The record for the highest price paid in 2004 per foot of developable land was an astronomical $770 for Beth Israel’s Singer Division building and two adjacent apartment buildings at 170 East End Ave. The Zeckendorfs and partners bought the Mayflower Hotel and a vacant lot for $690 per buildable square foot.

Those kind of ingoing prices create a whole new level of risk for consulting brokers.

“You’ve got to speculate that down the road, which is at least two years away, hopefully people will be willing to pay the prices to not only cover those costs, but make a profit and allow for contingencies,” Steinberg said.

So veterans, while encouraged by the market, are cautious. They have advice to brokers mulling development work – Luchnick recommends focusing on one geographic area of the market – but they note that entering the field requires, aside from specialized knowledge, the assumption of extreme risks.

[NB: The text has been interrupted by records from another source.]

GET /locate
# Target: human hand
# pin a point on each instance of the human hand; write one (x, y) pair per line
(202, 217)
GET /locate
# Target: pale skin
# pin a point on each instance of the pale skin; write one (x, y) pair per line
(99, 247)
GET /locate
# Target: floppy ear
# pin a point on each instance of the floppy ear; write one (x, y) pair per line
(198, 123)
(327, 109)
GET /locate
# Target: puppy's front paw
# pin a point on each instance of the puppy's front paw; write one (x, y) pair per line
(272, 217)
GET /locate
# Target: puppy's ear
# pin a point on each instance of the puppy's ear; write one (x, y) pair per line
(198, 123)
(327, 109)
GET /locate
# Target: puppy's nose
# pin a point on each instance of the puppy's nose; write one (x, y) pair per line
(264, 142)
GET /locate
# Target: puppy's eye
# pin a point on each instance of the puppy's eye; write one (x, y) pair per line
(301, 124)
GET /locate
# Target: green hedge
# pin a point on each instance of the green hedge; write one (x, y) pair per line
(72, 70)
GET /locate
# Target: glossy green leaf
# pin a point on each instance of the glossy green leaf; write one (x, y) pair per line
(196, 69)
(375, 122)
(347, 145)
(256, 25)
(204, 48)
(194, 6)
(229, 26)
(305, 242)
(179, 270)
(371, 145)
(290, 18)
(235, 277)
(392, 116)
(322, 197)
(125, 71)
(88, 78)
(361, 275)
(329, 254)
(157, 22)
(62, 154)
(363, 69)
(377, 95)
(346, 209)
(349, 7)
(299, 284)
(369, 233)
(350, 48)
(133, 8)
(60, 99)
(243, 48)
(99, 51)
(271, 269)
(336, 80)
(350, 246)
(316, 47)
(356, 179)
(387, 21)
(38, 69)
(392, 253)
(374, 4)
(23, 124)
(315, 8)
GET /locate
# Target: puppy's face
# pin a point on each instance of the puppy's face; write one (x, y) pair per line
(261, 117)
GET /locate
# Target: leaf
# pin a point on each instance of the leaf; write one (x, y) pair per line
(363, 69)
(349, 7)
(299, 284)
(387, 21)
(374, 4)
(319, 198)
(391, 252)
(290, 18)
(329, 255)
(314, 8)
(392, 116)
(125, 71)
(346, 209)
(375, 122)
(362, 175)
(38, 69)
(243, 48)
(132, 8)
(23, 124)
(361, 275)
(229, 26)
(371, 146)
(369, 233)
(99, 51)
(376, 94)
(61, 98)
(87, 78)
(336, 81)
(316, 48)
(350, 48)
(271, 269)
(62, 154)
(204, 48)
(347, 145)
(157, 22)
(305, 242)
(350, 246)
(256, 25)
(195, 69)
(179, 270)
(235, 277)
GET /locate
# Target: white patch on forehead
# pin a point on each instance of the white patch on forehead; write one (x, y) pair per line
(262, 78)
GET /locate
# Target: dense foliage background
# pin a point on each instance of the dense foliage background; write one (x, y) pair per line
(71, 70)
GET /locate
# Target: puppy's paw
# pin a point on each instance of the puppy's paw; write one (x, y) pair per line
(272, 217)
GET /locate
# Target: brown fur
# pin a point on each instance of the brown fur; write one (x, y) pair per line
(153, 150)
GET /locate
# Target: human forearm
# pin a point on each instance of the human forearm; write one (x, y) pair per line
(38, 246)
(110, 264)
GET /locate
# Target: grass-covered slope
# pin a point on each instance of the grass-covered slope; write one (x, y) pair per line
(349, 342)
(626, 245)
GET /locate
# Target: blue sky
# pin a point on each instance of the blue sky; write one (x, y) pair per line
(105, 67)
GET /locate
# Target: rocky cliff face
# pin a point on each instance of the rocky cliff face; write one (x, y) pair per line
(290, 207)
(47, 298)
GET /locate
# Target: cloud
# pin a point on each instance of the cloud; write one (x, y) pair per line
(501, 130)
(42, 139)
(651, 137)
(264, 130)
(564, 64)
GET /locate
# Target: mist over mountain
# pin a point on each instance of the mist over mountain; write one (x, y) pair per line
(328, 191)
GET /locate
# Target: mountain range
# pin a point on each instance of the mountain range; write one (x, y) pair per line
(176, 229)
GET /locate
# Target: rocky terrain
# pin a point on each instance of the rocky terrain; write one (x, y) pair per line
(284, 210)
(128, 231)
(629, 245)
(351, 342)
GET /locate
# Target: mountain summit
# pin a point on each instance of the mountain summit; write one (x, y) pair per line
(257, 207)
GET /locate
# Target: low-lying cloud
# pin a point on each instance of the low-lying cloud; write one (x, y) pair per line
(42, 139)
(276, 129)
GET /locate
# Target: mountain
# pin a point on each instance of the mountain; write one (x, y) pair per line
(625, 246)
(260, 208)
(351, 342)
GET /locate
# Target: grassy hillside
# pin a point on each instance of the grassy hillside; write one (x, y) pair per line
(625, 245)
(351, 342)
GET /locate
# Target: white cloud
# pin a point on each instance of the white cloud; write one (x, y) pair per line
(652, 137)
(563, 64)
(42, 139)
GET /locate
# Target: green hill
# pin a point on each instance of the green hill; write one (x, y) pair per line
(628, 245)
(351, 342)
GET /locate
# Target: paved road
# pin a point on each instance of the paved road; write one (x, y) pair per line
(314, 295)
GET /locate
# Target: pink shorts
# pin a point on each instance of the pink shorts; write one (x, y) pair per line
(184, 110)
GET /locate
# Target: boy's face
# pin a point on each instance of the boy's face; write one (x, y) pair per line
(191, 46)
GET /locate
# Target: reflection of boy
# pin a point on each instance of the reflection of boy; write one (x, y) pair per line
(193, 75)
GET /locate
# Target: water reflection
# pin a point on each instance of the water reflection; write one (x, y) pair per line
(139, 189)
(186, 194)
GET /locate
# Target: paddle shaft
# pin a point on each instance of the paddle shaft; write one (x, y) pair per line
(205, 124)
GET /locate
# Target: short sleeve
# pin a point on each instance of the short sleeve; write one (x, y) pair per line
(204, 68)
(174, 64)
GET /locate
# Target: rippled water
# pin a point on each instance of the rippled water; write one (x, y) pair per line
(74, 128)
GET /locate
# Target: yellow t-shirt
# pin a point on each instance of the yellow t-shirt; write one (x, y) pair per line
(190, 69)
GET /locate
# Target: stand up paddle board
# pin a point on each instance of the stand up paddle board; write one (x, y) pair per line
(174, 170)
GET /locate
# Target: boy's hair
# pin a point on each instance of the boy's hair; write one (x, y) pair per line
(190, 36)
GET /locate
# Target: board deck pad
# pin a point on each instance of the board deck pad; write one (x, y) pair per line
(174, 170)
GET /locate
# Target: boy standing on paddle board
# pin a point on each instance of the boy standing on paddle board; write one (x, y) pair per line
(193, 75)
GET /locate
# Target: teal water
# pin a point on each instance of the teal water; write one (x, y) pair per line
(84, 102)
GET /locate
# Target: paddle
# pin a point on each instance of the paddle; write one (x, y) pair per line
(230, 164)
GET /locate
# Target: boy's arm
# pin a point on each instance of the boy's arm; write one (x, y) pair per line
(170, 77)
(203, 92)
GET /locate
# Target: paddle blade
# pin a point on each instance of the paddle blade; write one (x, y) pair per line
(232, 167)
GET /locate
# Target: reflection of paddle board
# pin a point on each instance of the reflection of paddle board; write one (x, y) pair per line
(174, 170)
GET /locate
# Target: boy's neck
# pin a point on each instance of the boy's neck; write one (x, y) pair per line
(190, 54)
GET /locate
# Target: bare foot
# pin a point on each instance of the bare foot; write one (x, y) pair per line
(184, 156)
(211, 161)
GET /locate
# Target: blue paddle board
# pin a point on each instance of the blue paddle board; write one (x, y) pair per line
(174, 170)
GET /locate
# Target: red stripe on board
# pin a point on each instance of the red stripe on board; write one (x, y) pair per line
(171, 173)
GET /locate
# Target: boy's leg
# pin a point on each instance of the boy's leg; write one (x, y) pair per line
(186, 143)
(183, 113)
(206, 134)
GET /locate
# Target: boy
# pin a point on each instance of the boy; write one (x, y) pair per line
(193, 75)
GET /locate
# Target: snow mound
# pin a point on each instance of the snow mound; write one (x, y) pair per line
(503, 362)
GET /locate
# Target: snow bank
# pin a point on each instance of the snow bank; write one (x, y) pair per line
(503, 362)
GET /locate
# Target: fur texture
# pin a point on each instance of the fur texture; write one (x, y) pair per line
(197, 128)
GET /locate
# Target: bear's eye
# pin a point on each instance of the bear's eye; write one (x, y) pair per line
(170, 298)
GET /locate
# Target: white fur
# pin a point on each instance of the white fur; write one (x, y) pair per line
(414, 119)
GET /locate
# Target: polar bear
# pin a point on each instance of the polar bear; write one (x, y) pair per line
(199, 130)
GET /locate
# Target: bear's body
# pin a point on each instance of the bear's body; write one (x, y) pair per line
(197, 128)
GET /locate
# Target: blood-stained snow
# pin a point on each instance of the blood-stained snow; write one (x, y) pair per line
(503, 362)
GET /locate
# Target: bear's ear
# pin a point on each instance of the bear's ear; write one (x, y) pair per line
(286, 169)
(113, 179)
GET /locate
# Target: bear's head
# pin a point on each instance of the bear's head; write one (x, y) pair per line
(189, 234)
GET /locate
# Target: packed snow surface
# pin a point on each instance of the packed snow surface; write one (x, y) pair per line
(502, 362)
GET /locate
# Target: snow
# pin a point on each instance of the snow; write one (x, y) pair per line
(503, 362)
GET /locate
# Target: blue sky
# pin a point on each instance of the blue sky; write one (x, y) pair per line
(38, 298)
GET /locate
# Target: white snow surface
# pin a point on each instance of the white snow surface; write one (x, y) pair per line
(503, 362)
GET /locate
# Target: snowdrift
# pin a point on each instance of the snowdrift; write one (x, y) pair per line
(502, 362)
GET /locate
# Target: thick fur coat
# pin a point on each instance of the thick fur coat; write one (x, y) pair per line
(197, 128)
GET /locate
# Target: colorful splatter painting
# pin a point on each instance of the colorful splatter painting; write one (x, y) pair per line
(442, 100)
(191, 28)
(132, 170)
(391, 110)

It may take two years for a developer to bring a development to sale. And even then, he or she could produce a shoddy development, and a broker’s name could be forever tied to it.

“You’re usually associated with the development that you represent,” Osher said. “If for some reason the developer delivers a substandard product, you will always be associated with that project.”

Another risk brokers assume is that the project may never be completed.

“You could spend two to three years on a project and never close,” Osher said. “The developer could declare bankruptcy, the buyers could be given a right of recision. That’s a very big risk.” All those risks sometimes prompt brokers to choke and undersell – which not only hits their pocketbooks, but can be a fate worse than death to their reputations.

“I’ve seen a lot of projects recently that have been sold at $850 a foot, where the market has borne $1,100 a foot,” Osher said.

“The risk is a broker underselling the project and ruining their reputation.” A market downturn could hurt agents who are newer to development. The income that comes from selling units in bulk in this market may not look so good stretched over the course of two years, Steinberg said, especially as the sales commission is typically lower when marketing a larger development.

“In a hot market like this, you can sell out a building in a few weeks,” Steinberg said. “In a down market, it can take two years.” Osher agreed that the inevitable market correction will separate the wheat from the chafe.

“In a strong market, when everything is selling, everyone is a genius,” Osher said. “In a market correction, the brokers who are experienced will bring to market properties that will sell in a good or weak market.”

“That’s where most of the people who are inexperienced will be flushed out of this end of the market.”